War in the Middle East Rocks Markets
Global financial markets have seen big moves on the weekly open today as they react to the weekend’s attack on Israel and the consequent retaliatory actions. The market had reacted to a stronger-than-expected non-Farms number on Friday in a more muted fashion than many may have expected but volatility has kicked in this morning with haven trades taking the lead. Gold gapped higher and jumped $20 in short order and not surprisingly Oil also gapped to the topside, WTI opening $2.5 higher than Friday’s close. Investors are expecting more volatility as we move through the trading day, especially once we hit another fresh day in the Middle East.
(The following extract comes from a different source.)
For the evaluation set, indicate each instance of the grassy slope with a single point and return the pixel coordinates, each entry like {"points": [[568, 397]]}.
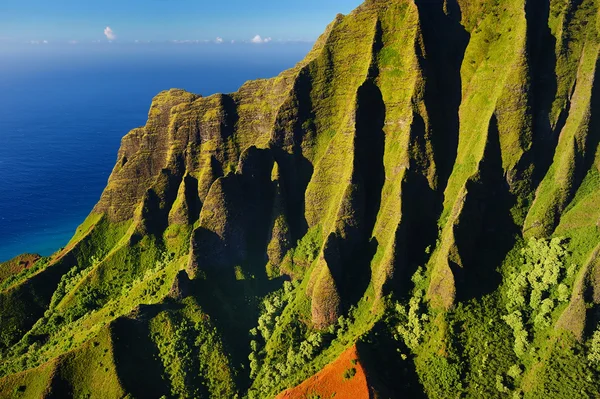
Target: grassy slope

Safe Haven Trades in Focus for Investors
Traders are expecting more volatility across financial markets in the days and weeks ahead as the conflict in Israel threatens to escalate. Safe haven trades will be front, and center of investor focus as they fluctuate in line with updates on the conflict and the potential for any swift settlement. The real fear across markets and indeed across the region is if the crisis spreads outside the border conflict between Israel and Gaza with talk already on the wires that Iran was involved in the planning. If this side of things does look to escalate, expect harder and stronger moves in Gold, Oil, JPY, CHF and the dollar to accelerate, as well as further downside pressure on stocks as the implications for global growth hit investor expectations.
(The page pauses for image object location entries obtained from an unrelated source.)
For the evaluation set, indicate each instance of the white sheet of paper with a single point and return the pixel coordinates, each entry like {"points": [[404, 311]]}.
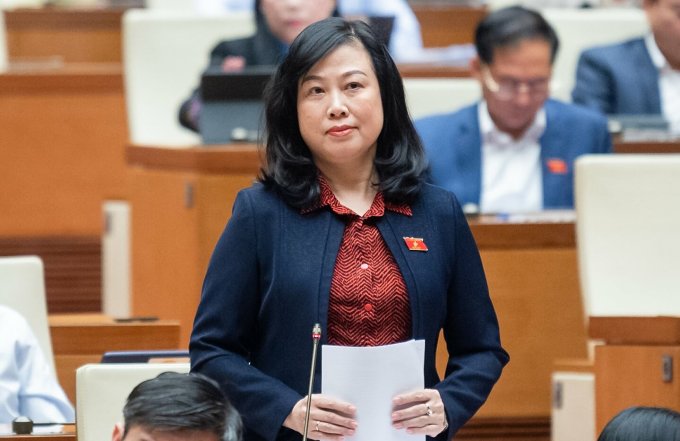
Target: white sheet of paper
{"points": [[369, 377]]}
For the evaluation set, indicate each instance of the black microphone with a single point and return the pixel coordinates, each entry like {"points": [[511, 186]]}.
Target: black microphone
{"points": [[316, 336]]}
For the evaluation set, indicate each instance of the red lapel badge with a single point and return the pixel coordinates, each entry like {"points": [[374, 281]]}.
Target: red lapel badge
{"points": [[557, 166], [415, 243]]}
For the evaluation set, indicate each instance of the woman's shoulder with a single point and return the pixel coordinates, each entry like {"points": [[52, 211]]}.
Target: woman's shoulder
{"points": [[432, 197]]}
All eyes on Newswires Ahead for Traders
The economic event calendar is looking very light today, but traders will have their attention fixed to the newswires as updates from the war zone in the Middle East are set to dominate market moves. Bank holidays in Japan, Canada and the US will affect liquidity and some moves may become even more exacerbated in lighter trading conditions. In the US session we do hear from FOMC members Barr and Logan but overall expect geo-political concerns to dominate the market today.